Il y a beaucoup de médicaments, un peu de galette et des choses essentielles. Les habitants nous ont aussi demandé des fruits et des légumes, mais je pense qu'ils sont périmés parce qu'ils sont là depuis dimanche. Car l'armée israélienne qui occupe le sud Liban ne donne pas de garantie de sécurité suffisante pour ses convois.
Plus personne ne s'aventure sur ses routes bombarder tous les jours. Charbelle réfugié ici avec sa famille. appelle ses proches.
Restez sur place. Anna, comment tu vas ? Laou et Anna manquent de presque tout.
On est en train de manger ce qui nous reste. Honnêtement, je ne sais pas combien de temps on va pouvoir tenir quand les aides vont venir. Mon dieu, l'armée libanaise nous a abandonné.
Il n'y a personne de la fine. Des habitants laissés à leur propre sort, les ONG dénoncent une violation claire du droit humanitaire international. Il est interdit d'avoir une région entièrement coupée.
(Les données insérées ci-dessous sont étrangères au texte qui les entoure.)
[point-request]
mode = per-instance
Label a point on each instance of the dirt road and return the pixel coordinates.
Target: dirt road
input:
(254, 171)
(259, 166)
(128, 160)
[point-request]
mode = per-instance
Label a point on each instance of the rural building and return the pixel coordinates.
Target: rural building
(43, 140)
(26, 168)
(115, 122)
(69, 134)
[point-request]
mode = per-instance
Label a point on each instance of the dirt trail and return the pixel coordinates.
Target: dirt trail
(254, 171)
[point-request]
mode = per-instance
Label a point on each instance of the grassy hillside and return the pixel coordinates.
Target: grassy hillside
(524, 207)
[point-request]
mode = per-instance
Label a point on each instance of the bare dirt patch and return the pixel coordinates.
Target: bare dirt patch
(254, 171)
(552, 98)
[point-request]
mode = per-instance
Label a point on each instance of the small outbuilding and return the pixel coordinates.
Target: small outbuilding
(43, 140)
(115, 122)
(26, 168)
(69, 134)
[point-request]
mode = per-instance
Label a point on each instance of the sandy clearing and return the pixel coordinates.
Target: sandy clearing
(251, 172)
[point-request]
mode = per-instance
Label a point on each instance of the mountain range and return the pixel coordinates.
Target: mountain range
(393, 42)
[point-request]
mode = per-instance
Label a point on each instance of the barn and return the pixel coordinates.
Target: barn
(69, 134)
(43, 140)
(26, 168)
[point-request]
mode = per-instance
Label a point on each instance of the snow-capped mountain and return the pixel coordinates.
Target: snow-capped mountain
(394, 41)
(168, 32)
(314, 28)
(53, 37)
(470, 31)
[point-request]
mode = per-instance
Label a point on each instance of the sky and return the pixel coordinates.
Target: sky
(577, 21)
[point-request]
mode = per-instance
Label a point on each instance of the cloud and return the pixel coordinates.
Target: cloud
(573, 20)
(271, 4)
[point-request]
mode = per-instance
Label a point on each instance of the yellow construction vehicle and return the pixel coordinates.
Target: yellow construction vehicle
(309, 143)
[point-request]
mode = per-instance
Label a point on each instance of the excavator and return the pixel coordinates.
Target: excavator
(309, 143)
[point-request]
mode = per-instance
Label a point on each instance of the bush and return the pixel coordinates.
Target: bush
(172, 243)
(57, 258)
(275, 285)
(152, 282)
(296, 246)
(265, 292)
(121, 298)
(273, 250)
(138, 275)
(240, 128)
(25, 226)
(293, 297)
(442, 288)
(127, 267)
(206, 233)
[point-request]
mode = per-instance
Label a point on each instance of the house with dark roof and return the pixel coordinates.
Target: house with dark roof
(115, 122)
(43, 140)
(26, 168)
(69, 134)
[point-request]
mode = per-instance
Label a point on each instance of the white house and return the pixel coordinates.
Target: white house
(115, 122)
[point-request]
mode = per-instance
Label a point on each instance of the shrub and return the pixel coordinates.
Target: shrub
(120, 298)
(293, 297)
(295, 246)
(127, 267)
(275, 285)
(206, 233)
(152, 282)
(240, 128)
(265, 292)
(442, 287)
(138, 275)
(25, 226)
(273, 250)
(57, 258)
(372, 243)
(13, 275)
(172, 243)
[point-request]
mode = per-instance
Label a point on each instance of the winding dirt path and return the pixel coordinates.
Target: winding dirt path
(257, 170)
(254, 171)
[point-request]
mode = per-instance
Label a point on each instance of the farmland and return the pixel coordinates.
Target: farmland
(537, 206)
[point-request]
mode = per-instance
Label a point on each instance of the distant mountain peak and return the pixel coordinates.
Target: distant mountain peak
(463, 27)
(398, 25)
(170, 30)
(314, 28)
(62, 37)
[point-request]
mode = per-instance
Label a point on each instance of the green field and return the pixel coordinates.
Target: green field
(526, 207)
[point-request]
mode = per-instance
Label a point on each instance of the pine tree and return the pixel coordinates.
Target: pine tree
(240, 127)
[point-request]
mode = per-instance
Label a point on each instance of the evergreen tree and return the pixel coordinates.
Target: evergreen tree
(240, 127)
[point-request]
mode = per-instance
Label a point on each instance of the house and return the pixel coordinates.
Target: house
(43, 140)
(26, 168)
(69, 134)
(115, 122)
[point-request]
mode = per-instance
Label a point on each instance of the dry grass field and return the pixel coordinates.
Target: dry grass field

Ça relève du droit international et c'est là-dessus qu'on veut appuyer. Il ne faut pas qu'il y ait un village et des habitants isolés. Interrogé sur l'absence de garantie de sécurité pour les convois humanitaires, l'armée israélienne ne nous a pas répondu.
Les habitants du sud du Liban et les ONG espèrent que ces convois pourront enfin reprendre cette semaine.